El tesoro de mérito o tesoro de la Iglesia (thesaurus ecclesiae; en griego: θησαυρός, thesaurós, tesoro; en griego: ἐκκλησία, ekklēsía convocatoria, congregación, parroquia) consiste, según la creencia católica, en el mérito de Jesucristo y sus fieles, un tesoro que por la comunión de los santos beneficia también a los demás.[1] Según el Westminster Dictionary of Theological Terms, esta creencia católica es una forma de expresar la opinión de que las buenas obras realizadas por Jesús y otros pueden beneficiar a otras personas, y "los teólogos católicos romanos contemporáneos lo ven como una metáfora de las formas en que la fe de Cristo y los santos ayuda a los demás".[2]
Tesoro de la Iglesia
El Catecismo de la Iglesia Católica afirma: "[E]l "tesoro de la Iglesia" es el valor infinito, que nunca puede agotarse, que los méritos de Cristo tienen ante Dios. Fueron ofrecidos para que toda la humanidad pudiera ser liberada del pecado y alcanzar la comunión con el Padre. En Cristo, Redentor mismo, existen y encuentran su eficacia las satisfacciones y los méritos de su Redención. Este tesoro incluye también las oraciones y las buenas obras de la Santísima Virgen María. Son verdaderamente inmensas, insondables e incluso prístinas en su valor ante Dios. En el tesoro están también las oraciones y las buenas obras de todos los santos, de todos aquellos que han seguido las huellas de Cristo Señor y, por su gracia, han santificado su vida y han cumplido la misión que el Padre les confió. De este modo han alcanzado su propia salvación y, al mismo tiempo, han cooperado a la salvación de sus hermanos en la unidad del Cuerpo místico"[3].
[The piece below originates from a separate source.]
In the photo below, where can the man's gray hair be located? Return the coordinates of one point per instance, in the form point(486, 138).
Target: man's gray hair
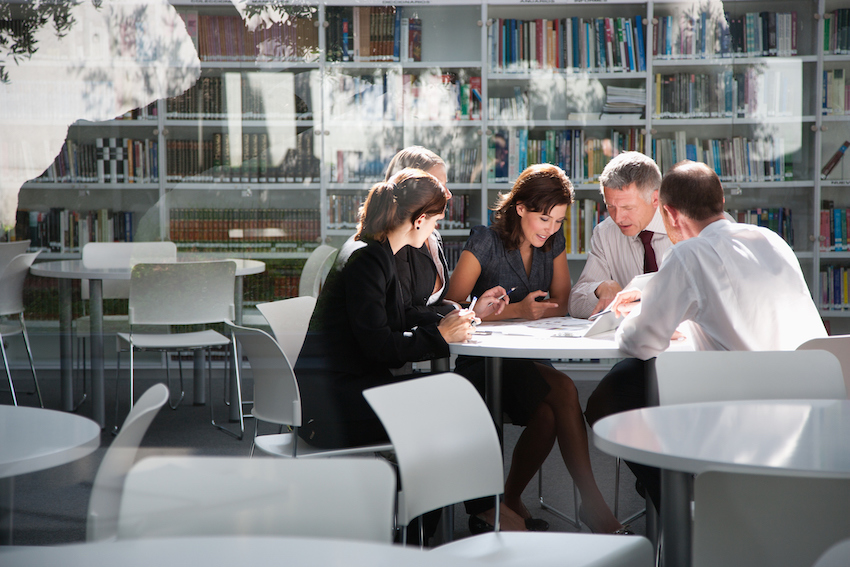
point(628, 168)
Los tesoros que cualquier cristiano individual puede acumular en el cielo no son nada en comparación con los que Jesús mismo ha acumulado, y es por una parte de sus méritos por lo que Efrén el Sirio del siglo IV apeló para poder borrar su propio endeudamiento.[4]
ESV también se ve como una base para esta creencia: "Ahora bien, yo [el apóstol Pablo] me regocijo en mis padecimientos por amor de vosotros, y lleno en mi carne lo que falta a las aflicciones de Cristo por amor de su cuerpo, esto es, la iglesia, de la cual llegué a ser ministro según la mayordomía de Dios que me fue dada para vosotros". Sobre esto, Michael J. Gorman ha escrito: "Así como Pablo recuerda constantemente a sus lectores que Cristo (sufrió y) murió por ellos, ahora les recuerda que él sufre por ellos, por el cuerpo de Cristo. Su papel de siervo sufriente se complementa con su ministerio de predicación y enseñanza (1:25), en el que participa en la plena revelación del misterio de Dios a los que creen en el mensaje (los 'santos' de Dios), especialmente entre los gentiles (1:26-27)."[5] En la Summa Theologica', Tomás de Aquino sostuvo que los santos realizaban sus buenas acciones "para toda la Iglesia en general, así como el Apóstol declara que él llena 'lo que falta de los sufrimientos de Cristo... para su cuerpo, que es la Iglesia' a la que escribió. Estos méritos son, pues, propiedad común de toda la Iglesia. Ahora bien, las cosas que son propiedad común de un número se distribuyen entre los diversos individuos según el juicio de aquel que los gobierna a todos. Así pues, del mismo modo que un hombre obtendría la remisión de su pena si otro satisficiera por él, así también la obtendría si las satisfacciones de otro le fueran aplicadas por quien tiene poder para hacerlo"[6].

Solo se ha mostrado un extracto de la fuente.